Quelles sont les autres?
La bascule commence à se faire sentir depuis 2005, date à laquelle la part de la subvention dans les budgets des associations a diminué au profit de la commande publique qui est davantage là pour répondre, comme son nom l’indique, aux besoins identifiés par la puissance publique.
Aujourd’hui, les subventions ne représentent plus que 20% du budget des associations. Elles étaient de 40 % auparavant. Or une commande publique doit répondre à une demande des collectivités. Celles-ci ont l’obligation de faire jouer les règles de la concurrence, en ouvrant leurs marchés publics, y compris aux entreprises privées, bien loin de l’esprit et du mode de fonctionnement des associations.
On ne finance plus la même chose. On le voit partout en France, dans les régions, les départements, les municipalités où les coupes budgétaires se multiplient sur des projets, notamment culturels qui ne plaisent pas à la majorité politique en place. La subvention soutient l’initiative citoyenne, pas la commande publique. La restaurer est une urgence démocratique.
Il faut ajouter à cela la loi du 24 août 2021 sur les libertés associatives visant à conforter le respect des principes de la République.
Mise en place après la mort du professeur Samuel Paty, la loi sur le séparatisme se voulait pourtant une loi plus protectrice ?
Chaque association doit désormais signer un contrat d’engagement républicain. Une belle idée qui malheureusement, elle aussi, a été dévoyée.
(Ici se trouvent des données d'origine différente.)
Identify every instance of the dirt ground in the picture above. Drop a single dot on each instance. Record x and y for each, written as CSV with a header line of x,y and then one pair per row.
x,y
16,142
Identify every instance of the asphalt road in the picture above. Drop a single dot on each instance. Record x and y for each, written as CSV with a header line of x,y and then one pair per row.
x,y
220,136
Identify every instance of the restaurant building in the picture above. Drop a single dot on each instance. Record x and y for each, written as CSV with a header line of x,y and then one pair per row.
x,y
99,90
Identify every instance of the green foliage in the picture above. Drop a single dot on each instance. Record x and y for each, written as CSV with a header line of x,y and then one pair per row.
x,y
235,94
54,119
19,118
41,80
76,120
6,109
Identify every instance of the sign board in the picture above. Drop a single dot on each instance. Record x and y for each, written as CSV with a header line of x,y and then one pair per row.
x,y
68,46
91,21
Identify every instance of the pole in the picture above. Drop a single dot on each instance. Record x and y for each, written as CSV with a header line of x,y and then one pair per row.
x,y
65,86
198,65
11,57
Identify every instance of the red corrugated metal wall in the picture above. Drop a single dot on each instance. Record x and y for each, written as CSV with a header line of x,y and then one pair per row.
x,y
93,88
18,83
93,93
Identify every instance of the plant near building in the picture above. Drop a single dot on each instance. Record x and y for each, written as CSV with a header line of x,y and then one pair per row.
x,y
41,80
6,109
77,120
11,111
Par ce contrat, l’association s’engage à ne pas troubler ou contribuer à perturber l’ordre public.
Il ne s’agit pas de dire que l’on ne veut pas lutter contre les séparatismes, il s’agit de dénoncer la façon dont les associations sont traitées. Chaque association doit désormais signer une contrat d’engagement républicain pour être financée ou agrée qui n’a de contrat que le nom et qui est dénoncé par les acteurs.
Parmi les principes de ce contrat, certains sont frappés au coin du bon sens, mais d’autres sont extrêmement problématiques, notamment celui relatif à l’ordre public avec des conséquences qui peuvent s’avérer grave à moyen terme.
Par exemple, lorsqu’ACT UP met son préservatif géant place de la Concorde à Paris, cela peut être considéré comme un trouble à l’ordre public. Or on sait à quel point le rôle des associations a été décisif pour faire avancer la recherche sur le sida et on les en remercie aujourd’hui.
Le contrat d’engagement républicain introduit une forme de défiance envers l’action des associations, contrairement à la loi de 1901 où la liberté était la règle dans un cadre légal clair. Cela a ouvert une boite de Pandore, même si l’objectif initial n’était pas de brider les associations, c’est devenu un moyen de pression parfois problématique. Rappelons-le, les associations ne sont pas là pour faire plaisir aux pouvoirs publics.
Quelles seraient vos pistes pour repenser le paysage associatif en souffrance ?
Il faut penser le monde associatif autrement. Et notamment sanctuariser son financement. Contrairement aux syndicats ou aux partis politiques, on n’a jamais pensé le financement du monde associatif. Or les associations sont absolument partout. Et si la loi de 1901 reconnaît un droit de l’individu, il est temps de reconnaître la place du tissu associatif dans la société.
Avec plus de 20 millions de bénévoles et 1,8 million de salariés, le monde associatif est une des forces vives les plus actives de notre pays. Quand vous pensez que 90% des clubs de sport sont des associations et que vous connaissez les conséquences de la sédentarité sur la santé physique et mentale des jeunes et des moins jeunes, l’utilité du soutien aux associations n’est plus à démontrer. C’est pareil pour la culture, l’éducation populaire, le sanitaire, le social etc… Faire des économies sur le dos des associations aujourd’hui entrainera mécaniquement des dépenses demain. Je le redis, cela n’a pas de sens.
Pas sûr qu’en haut lieu, on soit vraiment conscient du rôle des associations qui rendent la vie plus belle dans les territoires, adoucissent les vulnérabilités et contribuent au maintien fragile de l’équilibre social. Cela concerne tous les citoyens, ça ne se résoudra pas par magie, ni par miracle.